必要とされるものは、同じ試料上のより多くの検体を分析するための試薬および方法である。

一態様では、組成物が提供される。組成物は複数の検体検出剤を含み、各検体検出剤は検体検出剤と機能的に結合している不安定タグを含み、各不安定タグは互いの不安定タグと異なるシグナルを含み、各検体検出剤は異なる検体を標的とする。各不安定タグは、複数の検体検出剤が適用される試料を破壊せずに除去可能またはクエンチ可能であり、第２の複数の検体検出剤を用いて試料のさらなる分析を可能にする。
別の態様では、試料を分析する方法が提供される。その方法は、試料を複数の検体検出剤により標識化するステップであって、各検体検出剤は検体検出剤と機能的に結合している不安定タグを含み、各不安定タグは互いの不安定タグと異なるシグナルを含み、各検体検出剤は異なる検体を標的とする、ステップを含む。その方法はまた、試料上の複数の検体検出剤の各々によって生成されるシグナルを検出するステップと、各検体検出剤からシグナルを除去するステップと、ステップａ〜ｃを反復するステップとを含む。

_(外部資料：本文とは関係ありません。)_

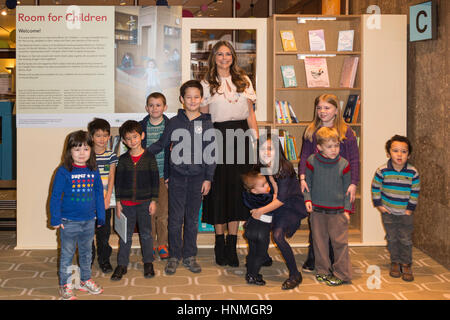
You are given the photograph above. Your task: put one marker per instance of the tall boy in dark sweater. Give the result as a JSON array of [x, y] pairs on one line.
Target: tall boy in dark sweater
[[137, 188], [328, 175], [191, 171]]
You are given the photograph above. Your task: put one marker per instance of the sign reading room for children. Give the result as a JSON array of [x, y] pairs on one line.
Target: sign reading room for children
[[65, 62], [69, 16]]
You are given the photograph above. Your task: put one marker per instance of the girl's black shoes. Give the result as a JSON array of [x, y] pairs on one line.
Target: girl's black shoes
[[290, 284], [258, 280]]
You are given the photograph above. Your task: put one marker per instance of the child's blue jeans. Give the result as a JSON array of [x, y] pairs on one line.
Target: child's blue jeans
[[75, 233]]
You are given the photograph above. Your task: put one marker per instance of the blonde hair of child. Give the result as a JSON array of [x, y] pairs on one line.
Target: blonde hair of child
[[250, 178], [326, 134], [339, 123]]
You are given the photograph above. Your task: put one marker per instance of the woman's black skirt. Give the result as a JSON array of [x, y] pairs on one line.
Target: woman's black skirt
[[224, 203]]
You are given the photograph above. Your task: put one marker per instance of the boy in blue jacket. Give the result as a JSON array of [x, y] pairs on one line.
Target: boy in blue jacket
[[191, 173], [153, 125]]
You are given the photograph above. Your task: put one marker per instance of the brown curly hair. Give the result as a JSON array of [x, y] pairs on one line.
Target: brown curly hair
[[238, 75]]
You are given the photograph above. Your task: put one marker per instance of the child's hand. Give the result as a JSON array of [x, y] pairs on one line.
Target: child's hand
[[351, 191], [118, 209], [308, 206], [107, 202], [382, 209], [256, 213], [152, 208], [206, 186], [304, 185], [347, 215]]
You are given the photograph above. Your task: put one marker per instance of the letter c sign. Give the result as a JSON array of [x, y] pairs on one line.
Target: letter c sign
[[422, 21]]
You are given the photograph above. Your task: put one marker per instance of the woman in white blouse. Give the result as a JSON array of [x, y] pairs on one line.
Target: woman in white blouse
[[229, 97]]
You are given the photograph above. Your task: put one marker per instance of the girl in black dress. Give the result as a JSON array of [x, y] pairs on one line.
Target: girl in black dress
[[288, 206]]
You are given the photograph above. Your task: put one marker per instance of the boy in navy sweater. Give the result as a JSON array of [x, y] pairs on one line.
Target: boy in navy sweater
[[328, 175], [137, 188], [190, 174]]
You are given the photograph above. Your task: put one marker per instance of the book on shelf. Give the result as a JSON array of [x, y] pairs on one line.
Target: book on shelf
[[288, 73], [292, 113], [316, 40], [348, 73], [288, 40], [284, 112], [288, 145], [345, 40], [316, 72], [350, 112]]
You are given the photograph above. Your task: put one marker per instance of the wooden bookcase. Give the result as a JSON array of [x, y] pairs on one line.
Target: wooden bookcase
[[302, 97], [381, 48]]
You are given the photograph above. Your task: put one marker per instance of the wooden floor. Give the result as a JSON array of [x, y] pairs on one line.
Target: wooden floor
[[32, 274]]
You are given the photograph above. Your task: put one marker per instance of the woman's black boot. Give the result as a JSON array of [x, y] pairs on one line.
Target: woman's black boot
[[230, 251], [219, 250]]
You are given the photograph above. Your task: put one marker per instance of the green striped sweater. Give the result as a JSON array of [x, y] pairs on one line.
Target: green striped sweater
[[397, 191]]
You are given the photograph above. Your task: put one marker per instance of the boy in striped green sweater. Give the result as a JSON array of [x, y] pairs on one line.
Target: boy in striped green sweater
[[395, 191]]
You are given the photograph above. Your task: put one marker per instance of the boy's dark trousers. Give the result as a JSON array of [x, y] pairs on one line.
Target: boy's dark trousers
[[137, 214], [310, 260], [185, 199], [102, 234], [258, 237], [399, 230]]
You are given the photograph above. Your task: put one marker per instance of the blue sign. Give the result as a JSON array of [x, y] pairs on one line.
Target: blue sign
[[422, 21]]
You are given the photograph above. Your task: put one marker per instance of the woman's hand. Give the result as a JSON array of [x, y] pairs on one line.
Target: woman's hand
[[257, 213], [152, 208], [118, 209], [303, 185], [308, 206], [107, 202], [352, 192], [346, 214], [206, 186]]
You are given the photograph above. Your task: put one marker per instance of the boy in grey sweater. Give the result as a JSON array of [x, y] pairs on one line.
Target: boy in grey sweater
[[328, 175]]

本開示によるＳｅｑＰｒｏｂｅの実施形態を示す図である。本開示によるＳｅｑＰｒｏｂｅの代替の実施形態を示す図である。金属ベースの架橋剤を有するＳｅｑＰｒｏｂｅの実施形態を示す図である。異なるタグ化剤を有する、本開示によるＳｅｑＳｔａｉｎプローブの実施形態を示す図である。異なるタグ化剤を有する、本開示によるＳｅｑＳｔａｉｎプローブの実施形態を示す図である。タグ化剤のための異なる付着手段を有するＳｅｑＳｔａｉｎプローブの実施形態を示す図である。本開示による検体認識剤からタグ化剤を除去するための方法の実施形態を示す図である。本開示によるタグ化剤を除去するための方法を示す図である。ＳｅｑＰｒｏｂｅのシグナルを低減させるための方法の実施形態を示す図である。本開示によるＳｅｑＳｔａｉｎプローブを用いた試料の連続染色のための方法の実施形態を示す図である。本開示によるＳｅｑＳｔａｉｎプローブを用いてプローブされ得る試料の実施形態を示す図である。抗体−ストレプトアビジン−オリゴ１コンジュゲートにより染色されたＲＡＷ細胞を示す図である。オリゴ付着抗体を示す図である。各ラウンドにおいて２つの抗体を有する２ラウンドのＳｅｑＳｔａｉｎ抗体を用いた同じ試料の染色、脱染および再染色を示す図である。ＳｅｑＳｔａｉｎプローブについての分岐ＤＮＡ設計を示す図である。電場の使用を示す図である。ヒンジ型プローブ（ｈｉｎｇｅｄｐｒｏｂｅ）設計を示す図である。ＳｅｑＳｔａｉｎプローブのために使用され得るオリゴヌクレオチド配列の例を示す図である。抗体のマレイミド標識化の例を示す図である。３ラウンドのＳｅｑＳｔａｉｎを示す実施形態を示す図である。ＳｅｑＳｔａｉｎワークフローの実施形態を示す図である。ＳｅｑＳｔａｉｎ抗体による細胞のフローサイトメトリー染色を示す図である。ＳｅｑＳｔａｉｎ試薬の実施形態を示す図である。ＳｅｑＳｔａｉｎ試薬の実施形態を示す図である。ＳｅｑＳｔａｉｎ抗体による細胞のフローサイトメトリー染色を示す図である。３ラウンドの染色を示す図である。本開示によるＳｅｑＳｔａｉｎプローブの実施形態を示す図である。ＳｅｑＳｔａｉｎワークフローの実施形態を示す図である。ＳｅｑＳｔａｉｎワークフローの実施形態を示す図である。本開示によるＳｅｑＳｔａｉｎプローブの実施形態を示す図である。ＳｅｑＳｔａｉｎ抗体を調製するための配列を示す図である。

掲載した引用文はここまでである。